The State Department's top spokesman on Tuesday denounced China's ongoing atrocities against the Uyghur Muslims, citing "jarring" new photos and other evidence published by an international media consortium including USA TODAY.
"We are appalled by the reports and the jarring images" of China's internment camps in Xinjiang, the spokesman, Ned Price, said at the State Department's press briefing Tuesday.
"This new reporting further adds to an already damning body of evidence of the PRC's atrocities in Xinjiang," he said, referring to the People's Republic of China.
His remarks come after USA TODAY and other global media outlets reported on a trove of secret files and photographs that paint a stark picture of China's detention and internment of the Uyghur Muslims and other ethnic minorities.
The files include more than 5,000 photos of what appear to be Uyghur people taken at police facilities – essentially mug shots – along with images from inside a detention center in Xinjiang. According to a U.S.-based China researcher, Adrian Zenz, the files were obtained by a hacker who took them from the computer systems of two local police agencies in China. The hacker then gave the files to Zenz, who analyzed them and shared them with the news organizations.
Subscriber exclusive: Inside China's secret Uyghur detention system
The files also include transcribed speeches attributed to two high-level Chinese Communist Party officials, according to Zenz.
In the speech text, verified by an independent translator for USA TODAY, one of the men urges local officials to treat members of targeted ethnic groups as hardened criminals: to be arrested on sight, to be shackled if necessary, and, for any detainees who might try to escape, to be shot.
The new disclosures prompted outrage in other world capitals as well – and anguish among the Uyghur diaspora.
"This is not something to be ignored, nor is it anything to remain silent about," Germany's Foreign Minister Annalena Baerbock said Tuesday.
Baerbock's office said she raised the "shocking reports and new evidence of very serious human rights violations in Xinjiang" with her Chinese counterpart during an hour-long video conference on Tuesday, in which she also called for "a transparent investigation."
A visit by the United Nations
As the Xinjiang police file reports were being published by USA TODAY and other media around the world, a visit to the region by the UN's high commissioner for human rights, Michelle Bachelet, was getting under way.
In London, the U.K.'s foreign secretary Liz Truss denounced the new details of China's human rights violations in Xinjiang, and called on China to give the UN team "unfettered access to the region."
Chinese officials dismissed the new revelations as full of "lies and rumors."
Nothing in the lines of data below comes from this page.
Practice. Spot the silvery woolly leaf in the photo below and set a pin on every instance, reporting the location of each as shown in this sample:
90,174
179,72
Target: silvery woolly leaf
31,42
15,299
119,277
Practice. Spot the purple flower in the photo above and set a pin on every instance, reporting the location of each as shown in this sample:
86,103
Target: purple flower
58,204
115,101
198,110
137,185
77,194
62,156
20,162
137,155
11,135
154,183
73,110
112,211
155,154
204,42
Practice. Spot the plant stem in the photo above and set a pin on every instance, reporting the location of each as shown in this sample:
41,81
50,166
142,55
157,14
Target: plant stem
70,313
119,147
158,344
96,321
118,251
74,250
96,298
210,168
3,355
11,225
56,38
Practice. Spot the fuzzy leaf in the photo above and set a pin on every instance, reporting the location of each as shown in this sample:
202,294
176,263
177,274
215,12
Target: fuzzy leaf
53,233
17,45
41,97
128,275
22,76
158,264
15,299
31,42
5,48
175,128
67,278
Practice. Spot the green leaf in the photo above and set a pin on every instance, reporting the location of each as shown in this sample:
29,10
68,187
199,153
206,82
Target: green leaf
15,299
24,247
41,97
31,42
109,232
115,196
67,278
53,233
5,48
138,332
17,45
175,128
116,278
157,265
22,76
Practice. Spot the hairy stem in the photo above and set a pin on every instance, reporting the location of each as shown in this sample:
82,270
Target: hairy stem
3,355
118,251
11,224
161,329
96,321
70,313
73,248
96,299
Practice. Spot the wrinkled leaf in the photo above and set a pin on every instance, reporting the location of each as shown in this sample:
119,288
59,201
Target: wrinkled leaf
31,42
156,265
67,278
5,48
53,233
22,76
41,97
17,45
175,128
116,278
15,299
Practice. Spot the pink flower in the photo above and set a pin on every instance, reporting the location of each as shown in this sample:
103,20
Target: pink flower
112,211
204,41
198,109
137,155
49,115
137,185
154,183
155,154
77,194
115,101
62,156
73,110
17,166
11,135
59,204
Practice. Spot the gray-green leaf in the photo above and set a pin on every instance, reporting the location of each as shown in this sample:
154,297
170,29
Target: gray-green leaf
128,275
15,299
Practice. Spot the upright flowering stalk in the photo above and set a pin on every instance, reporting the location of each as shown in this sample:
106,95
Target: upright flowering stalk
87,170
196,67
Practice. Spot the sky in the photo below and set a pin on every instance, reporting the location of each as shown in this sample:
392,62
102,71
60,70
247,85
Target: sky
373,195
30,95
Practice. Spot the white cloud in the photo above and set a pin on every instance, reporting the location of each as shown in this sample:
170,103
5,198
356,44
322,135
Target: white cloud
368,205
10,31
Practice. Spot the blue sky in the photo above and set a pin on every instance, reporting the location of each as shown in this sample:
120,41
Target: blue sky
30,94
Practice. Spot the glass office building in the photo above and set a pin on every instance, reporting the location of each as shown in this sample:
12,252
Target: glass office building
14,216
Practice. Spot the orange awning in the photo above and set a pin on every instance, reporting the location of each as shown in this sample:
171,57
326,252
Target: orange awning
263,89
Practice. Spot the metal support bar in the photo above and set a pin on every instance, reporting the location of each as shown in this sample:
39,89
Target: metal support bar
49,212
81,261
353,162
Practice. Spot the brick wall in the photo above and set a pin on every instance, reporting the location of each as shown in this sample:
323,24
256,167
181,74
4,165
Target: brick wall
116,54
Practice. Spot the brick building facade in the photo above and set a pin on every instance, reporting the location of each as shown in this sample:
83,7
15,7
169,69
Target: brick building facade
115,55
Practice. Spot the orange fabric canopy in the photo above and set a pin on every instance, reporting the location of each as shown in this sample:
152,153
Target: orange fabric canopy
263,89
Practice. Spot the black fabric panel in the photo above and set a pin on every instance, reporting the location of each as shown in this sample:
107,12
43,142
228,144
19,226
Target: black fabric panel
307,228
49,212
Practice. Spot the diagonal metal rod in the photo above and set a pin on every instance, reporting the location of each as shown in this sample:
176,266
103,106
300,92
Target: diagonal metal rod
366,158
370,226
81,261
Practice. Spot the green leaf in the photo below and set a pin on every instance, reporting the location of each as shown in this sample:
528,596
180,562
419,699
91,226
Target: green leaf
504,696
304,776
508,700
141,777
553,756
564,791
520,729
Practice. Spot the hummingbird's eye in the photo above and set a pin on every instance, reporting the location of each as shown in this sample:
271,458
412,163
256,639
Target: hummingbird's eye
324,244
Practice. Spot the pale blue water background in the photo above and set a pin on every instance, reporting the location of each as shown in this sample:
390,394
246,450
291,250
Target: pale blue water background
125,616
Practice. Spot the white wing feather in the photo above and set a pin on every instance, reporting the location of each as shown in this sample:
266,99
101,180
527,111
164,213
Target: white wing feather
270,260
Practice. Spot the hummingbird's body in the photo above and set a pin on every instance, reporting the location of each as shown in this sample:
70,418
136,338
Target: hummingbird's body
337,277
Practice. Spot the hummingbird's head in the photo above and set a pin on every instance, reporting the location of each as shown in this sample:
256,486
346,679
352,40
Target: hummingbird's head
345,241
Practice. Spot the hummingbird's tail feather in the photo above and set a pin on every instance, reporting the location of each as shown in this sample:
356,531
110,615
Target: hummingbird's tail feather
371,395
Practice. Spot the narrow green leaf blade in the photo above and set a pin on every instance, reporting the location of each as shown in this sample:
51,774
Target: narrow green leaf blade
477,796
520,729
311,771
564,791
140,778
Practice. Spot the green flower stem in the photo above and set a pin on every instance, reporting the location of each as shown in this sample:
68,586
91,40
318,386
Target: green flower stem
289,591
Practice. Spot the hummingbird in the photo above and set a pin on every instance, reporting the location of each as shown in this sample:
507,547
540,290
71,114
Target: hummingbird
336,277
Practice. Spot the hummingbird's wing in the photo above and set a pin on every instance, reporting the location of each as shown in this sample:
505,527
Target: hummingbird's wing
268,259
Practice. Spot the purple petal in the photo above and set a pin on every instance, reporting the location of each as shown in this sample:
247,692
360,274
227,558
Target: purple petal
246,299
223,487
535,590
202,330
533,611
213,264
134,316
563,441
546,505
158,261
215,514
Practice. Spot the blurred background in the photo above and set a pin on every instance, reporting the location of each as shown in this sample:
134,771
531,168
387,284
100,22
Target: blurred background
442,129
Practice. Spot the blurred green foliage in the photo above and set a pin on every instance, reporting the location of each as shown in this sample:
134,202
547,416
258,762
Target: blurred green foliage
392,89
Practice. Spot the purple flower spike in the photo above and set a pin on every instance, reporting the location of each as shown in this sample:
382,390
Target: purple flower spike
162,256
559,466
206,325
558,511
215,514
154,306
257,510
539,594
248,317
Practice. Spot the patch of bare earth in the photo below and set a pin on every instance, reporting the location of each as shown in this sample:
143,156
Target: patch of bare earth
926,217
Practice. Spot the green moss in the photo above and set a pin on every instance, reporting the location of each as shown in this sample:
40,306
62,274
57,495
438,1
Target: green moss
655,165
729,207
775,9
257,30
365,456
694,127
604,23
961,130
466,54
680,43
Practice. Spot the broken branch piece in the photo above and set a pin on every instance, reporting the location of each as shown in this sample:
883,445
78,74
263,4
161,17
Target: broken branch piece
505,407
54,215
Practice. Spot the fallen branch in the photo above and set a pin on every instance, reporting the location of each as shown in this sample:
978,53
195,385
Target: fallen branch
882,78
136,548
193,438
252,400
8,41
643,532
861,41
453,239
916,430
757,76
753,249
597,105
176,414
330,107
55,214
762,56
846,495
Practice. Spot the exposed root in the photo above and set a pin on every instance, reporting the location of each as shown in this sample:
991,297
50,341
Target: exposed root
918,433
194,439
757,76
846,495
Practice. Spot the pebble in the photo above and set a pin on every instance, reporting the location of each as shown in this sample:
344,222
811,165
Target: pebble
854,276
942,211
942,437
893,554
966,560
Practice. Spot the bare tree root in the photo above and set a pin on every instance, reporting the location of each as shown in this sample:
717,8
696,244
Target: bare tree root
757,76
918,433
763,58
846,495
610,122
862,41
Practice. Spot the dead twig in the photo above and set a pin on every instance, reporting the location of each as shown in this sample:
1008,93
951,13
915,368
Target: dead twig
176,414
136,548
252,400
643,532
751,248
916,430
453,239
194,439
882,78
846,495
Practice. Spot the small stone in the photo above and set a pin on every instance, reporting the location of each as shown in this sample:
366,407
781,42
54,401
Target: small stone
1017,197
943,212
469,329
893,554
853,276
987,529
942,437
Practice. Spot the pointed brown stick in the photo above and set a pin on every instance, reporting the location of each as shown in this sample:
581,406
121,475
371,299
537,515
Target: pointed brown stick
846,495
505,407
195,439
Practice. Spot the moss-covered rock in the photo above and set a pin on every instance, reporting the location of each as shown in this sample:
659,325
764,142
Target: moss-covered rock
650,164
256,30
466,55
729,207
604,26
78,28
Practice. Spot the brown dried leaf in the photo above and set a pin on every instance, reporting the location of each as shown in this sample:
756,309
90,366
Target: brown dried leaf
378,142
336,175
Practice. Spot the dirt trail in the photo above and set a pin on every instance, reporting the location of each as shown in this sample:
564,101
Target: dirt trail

It's "the latest example of the anti-China forces’ smearing of Xinjiang," Foreign Ministry spokesman Wang Wenbin said Tuesday at a press briefing in Beijing.
"The lies and rumors they spread cannot deceive the world, nor can they hide the fact that Xinjiang enjoys peace and stability, its economy is thriving and its people live and work in peace and contentment," he said.
Chinese officials have portrayed detention centers as "vocational education and training centers" – benevolent, state-run schools designed to help stamp out extremism. Zenz and others say they are internment facilities, designed to stamp out Uyghur identity and culture.
Wang declined to say whether Bachelet's team would be able to visit the so-called vocational centers or to interview Uyghur "trainees" while they are in Xinjiang.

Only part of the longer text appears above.